Все доставлено в целости. Берзин долго осматривает сундук: «Что в нем?» – «Не знаю». – «Но догадываешься?» – «Полагаю, что бриллианты, взятые с трупов». – «Понятно. Примем меры безопасности. А в Алапаевске что-нибудь было?» – «Думаю, что все в этом сундуке».
Порученец приносит расписку, Берзин ставит подпись, сразу видно, по-русски писать ему все еще трудно. Прощаемся. Теперь все мои казначейские дела окончены. Я – красноармеец. Как все. И слава Богу.
Но – не повезло. 3 сентября снова вызвали в Совет: решается судьба арестованных. Это гофлектрисса Шнейдер, фрейлина Гендрикова, и камердинер Волков. И опять все то же: ни преступлений их, ни проступков никто не разбирает, они виновны своим рождением и принадлежностью к окружению казненного царя. Их расстрел поручается мне. Объясняют: «Ночью возьмешь из тюрьмы и – под предлогом отправки в другой пункт – поведешь как бы на станцию. По дороге – ассенизационные поля. Там и покончишь».
Тяжело. Все внутри протестует. Не нужна их смерть ни мне, ни революции. Убивать надо в бою. Или тех, кто вредит революции в ее тылу. Здесь же грубо и страшно материализуется накопившаяся веками классовая ненависть.

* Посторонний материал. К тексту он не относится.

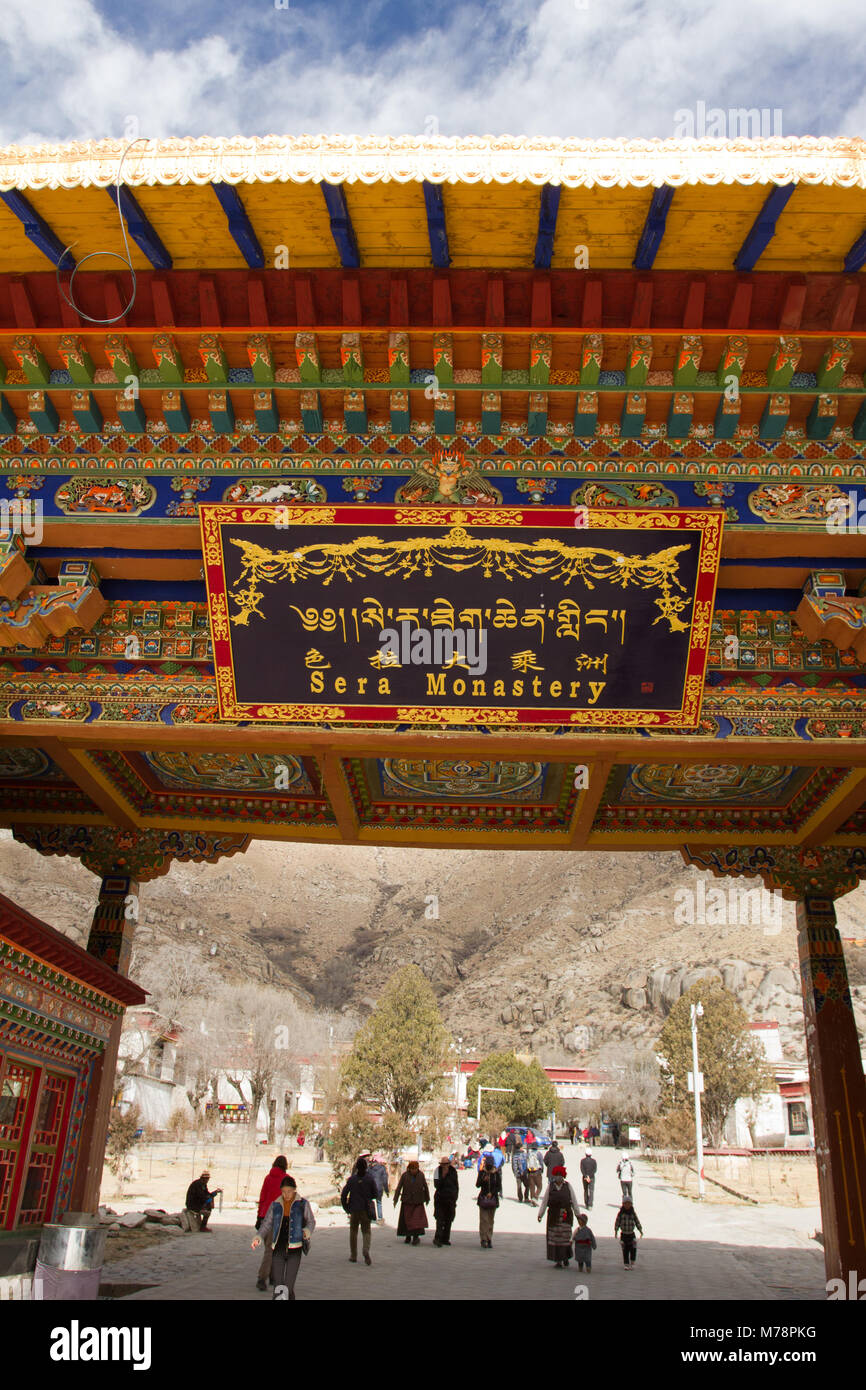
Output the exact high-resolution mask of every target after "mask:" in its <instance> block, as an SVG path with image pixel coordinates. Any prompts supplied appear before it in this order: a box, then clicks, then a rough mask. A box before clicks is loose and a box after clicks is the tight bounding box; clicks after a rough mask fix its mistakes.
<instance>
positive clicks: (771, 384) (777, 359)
mask: <svg viewBox="0 0 866 1390" xmlns="http://www.w3.org/2000/svg"><path fill="white" fill-rule="evenodd" d="M801 357H802V343H801V341H799V338H780V339H778V342H777V343H776V347H774V349H773V353H771V356H770V361H769V364H767V386H770V389H771V391H787V388H788V386H790V385H791V377H792V375H794V373H795V371H796V366H798V363H799V359H801Z"/></svg>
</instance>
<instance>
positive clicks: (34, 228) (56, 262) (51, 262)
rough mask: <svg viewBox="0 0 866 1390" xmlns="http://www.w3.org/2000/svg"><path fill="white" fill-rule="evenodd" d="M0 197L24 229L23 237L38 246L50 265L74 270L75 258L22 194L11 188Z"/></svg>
mask: <svg viewBox="0 0 866 1390" xmlns="http://www.w3.org/2000/svg"><path fill="white" fill-rule="evenodd" d="M0 197H1V199H3V202H4V203H6V206H7V207H8V210H10V213H14V214H15V217H17V218H18V221H19V222H21V225H22V227H24V235H25V236H26V238H28V240H31V242H32V243H33V246H38V247H39V250H40V252H42V254H43V256H47V259H49V260H50V263H51V265H57V267H58V268H60V270H75V257H74V256H72V252H67V250H65V246H64V245H63V242H61V240H60V236H58V235H57V232H53V231H51V228H50V227H49V224H47V222H46V220H44V217H42V215H40V214H39V213H38V211H36V208H35V207H32V206H31V204H29V203H28V200H26V197H25V196H24V193H19V192H18V189H15V188H11V189H8V192H7V193H0ZM64 252H65V254H64Z"/></svg>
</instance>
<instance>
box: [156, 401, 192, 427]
mask: <svg viewBox="0 0 866 1390" xmlns="http://www.w3.org/2000/svg"><path fill="white" fill-rule="evenodd" d="M161 404H163V418H164V421H165V424H167V425H168V428H170V430H171V432H172V434H189V425H190V416H189V406H188V404H186V399H185V396H183V392H182V391H164V392H163V402H161Z"/></svg>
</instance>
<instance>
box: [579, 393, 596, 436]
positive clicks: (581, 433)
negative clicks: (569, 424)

Для меня это не оправдание. Но я обязан выполнить приказ.
День длится долго, нескончаемо длится этот проклятый день. Не нахожу места, даже думать ни о чем не могу. В ту ночь, на 17 июля, мне все было понятно. Я не одобрял, но – понимал; здесь же я не понимаю ничего.
Уже осень, короток закат, и сумерки тоже коротки. Предписание в кармане гимнастерки. Полк выделяет команду – 24 человека. Одного узнал – был у баньки. Смотрит на меня с усмешкой, будто понимает, что со мной. Или знает? Таким, как он, – что кровь лить, что воду пить…
Стемнело, идем к тюрьме. Конвой выводит трех женщин – на головах платки, лиц не видно, узелки в руках. И мужчину, на него не смотрю умышленно. «Почему третья?» – «Ее тоже… на поезд».
Выходим за ворота. «Куда ведете?» – это камердинер. «На станцию», – слишком весело отвечает тот, от баньки. Они идут тесной кучкой, жмутся друг к другу. Слышны паровозные гудки, станция уже близко, приказываю свернуть вправо, на проселок, сильный запах сероводорода ударяет в ноздри, вот они, ассенизационные поля… Арестованные еще ни о чем не догадываются. Две сажени, пять… Тянуть больше нельзя. Отстаем. Команда смотрит на меня – или это кажется мне? Ведь ничего не видно. Киваю. Выстрелы. Длинные вспышки из револьверных стволов… Женщины падают, Волков бросается сквозь кустарник, напролом, они стреляют ему вслед – бесполезно…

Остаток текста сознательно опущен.